Qualcosa di simile potrebbe avvenire oggi. Una guerra forse meno sanguinosa di quella (anche se lo spargimento di sangue non si potrà evitare) ma altrettanto decisiva per il futuro del pianeta. I prossimi decenni ci preparano un conflitto senza esclusione di colpi fra le diverse forme di energia, le multinazionali che le producono e i paesi che dall’energia dipendono per continuare a funzionare. La questione è semplice: chi controllerà le risorse energetiche nella seconda metà del ventunesimo secolo? I vincitori decideranno come vivremo e lavoreremo in questi anni non più molto lontani, e trarranno da ciò immensi profitti. I perdenti saranno marginalizzati o scompariranno.

Perché trent’anni? Perché questo è il tempo di sperimentazione necessario perché le nuove energie passino dal laboratorio al pieno sviluppo industriale: pensiamo a fonti come l’idrogeno, l’etanolo da cellulosa, l’energia delle onde marine, il carburante dalle alghe e la nuova generazione di reattori nucleari. Alcuni di questi sistemi si affermeranno, altri ora inimmaginabili saranno sviluppati, altri ancora saranno scartati. Difficile al momento predire quali. Nel contempo, il ricorso alle fonti tradizionali come petrolio e carbone che scaricano CO2 nell’atmosfera si andrà riducendo, in parte perché le riserve diminuiscono e in parte a causa di preoccupazioni ambientali.

Il confronto che si prepara sarà una guerra perché i profitti o addirittura la sopravvivenza delle più potenti multinazionali del pianeta saranno in gioco, e perché per ciascun paese sarà questione di vita o di morte. Per i giganti del petrolio come BP, Chevron, ExxonMobil e Shell, il declino del petrolio avrà un impatto enorme. Tutti dovranno adottare nuovi modelli economici e garantirsi nuovi mercati sulla base delle nuove produzioni energetiche, se vogliono evitare il collasso o la sparizione a favore di rivali più potenti. In questi futuri decenni nasceranno nuove industrie, alcune delle quali sfideranno il potere degli attuali giganti del petrolio.

Anche la sorte delle varie nazioni sarà in gioco, sia che scommettano su nuove tecnologie, che mantengano le attuali scelte energetiche o che competano per le fonti globali d’energia, per i mercati o per le risorse.
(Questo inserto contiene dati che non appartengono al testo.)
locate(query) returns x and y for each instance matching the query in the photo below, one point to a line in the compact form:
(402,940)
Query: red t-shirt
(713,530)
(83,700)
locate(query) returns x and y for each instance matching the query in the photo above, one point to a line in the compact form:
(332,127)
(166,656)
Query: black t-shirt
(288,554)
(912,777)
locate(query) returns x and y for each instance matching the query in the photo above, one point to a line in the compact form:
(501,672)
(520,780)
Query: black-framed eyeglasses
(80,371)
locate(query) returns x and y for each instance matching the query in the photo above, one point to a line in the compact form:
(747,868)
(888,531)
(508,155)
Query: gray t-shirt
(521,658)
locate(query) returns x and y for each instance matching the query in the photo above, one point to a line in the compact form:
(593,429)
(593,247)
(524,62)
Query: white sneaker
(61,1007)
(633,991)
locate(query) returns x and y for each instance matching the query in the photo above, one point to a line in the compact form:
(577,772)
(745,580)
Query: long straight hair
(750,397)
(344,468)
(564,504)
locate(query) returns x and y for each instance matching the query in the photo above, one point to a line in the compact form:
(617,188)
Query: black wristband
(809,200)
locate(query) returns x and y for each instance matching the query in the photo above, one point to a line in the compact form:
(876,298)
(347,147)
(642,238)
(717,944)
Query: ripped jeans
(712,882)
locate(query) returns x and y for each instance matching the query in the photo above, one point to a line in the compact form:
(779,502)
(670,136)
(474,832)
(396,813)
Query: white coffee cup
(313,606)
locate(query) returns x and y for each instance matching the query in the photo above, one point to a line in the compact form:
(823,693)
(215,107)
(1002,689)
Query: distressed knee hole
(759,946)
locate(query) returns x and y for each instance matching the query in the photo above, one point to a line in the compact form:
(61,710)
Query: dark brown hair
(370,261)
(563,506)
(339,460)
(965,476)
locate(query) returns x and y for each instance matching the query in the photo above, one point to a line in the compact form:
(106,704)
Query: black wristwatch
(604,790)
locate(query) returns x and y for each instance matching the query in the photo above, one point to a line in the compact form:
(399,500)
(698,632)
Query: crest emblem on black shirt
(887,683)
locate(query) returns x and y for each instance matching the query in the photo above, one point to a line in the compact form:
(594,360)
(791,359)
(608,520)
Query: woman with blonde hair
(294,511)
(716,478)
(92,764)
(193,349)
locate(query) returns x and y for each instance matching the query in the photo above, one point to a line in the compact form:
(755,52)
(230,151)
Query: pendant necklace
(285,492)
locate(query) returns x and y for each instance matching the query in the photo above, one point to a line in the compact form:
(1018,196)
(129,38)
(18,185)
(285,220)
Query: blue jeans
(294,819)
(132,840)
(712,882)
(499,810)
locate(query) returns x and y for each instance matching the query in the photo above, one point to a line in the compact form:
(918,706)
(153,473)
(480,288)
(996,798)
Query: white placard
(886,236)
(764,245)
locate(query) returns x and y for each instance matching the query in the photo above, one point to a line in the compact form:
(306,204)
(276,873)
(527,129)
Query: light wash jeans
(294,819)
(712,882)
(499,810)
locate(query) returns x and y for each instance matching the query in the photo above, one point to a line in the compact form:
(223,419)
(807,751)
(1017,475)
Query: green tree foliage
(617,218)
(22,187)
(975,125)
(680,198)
Poiché l’accesso alle materie prime diventerà un problema di sicurezza nazionale, la lotta per assicurarsele sfocerà inevitabilmente nel confronto armato: oggi avviene per il petrolio e il gas naturale, domani potrebbe essere per il litio o il nickel necessari alle auto elettriche.

Al termine di questi tre decenni, come avvenne con il Trattato di Westfalia, il nostro pianeta avrà subìto un completo riassetto dei poteri, basato sui bisogni energetici. Ma fino ad allora la lotta per le risorse non potrà che divampare sempre più violenta per una ragione semplice: l’attuale sistema internazionale non può rispondere ai bisogni futuri del pianeta. Dovrà quindi essere sostituito o affiancato massicciamente dall’apporto di un sistema alternativo di energie rinnovabili. O si correrà al disastro.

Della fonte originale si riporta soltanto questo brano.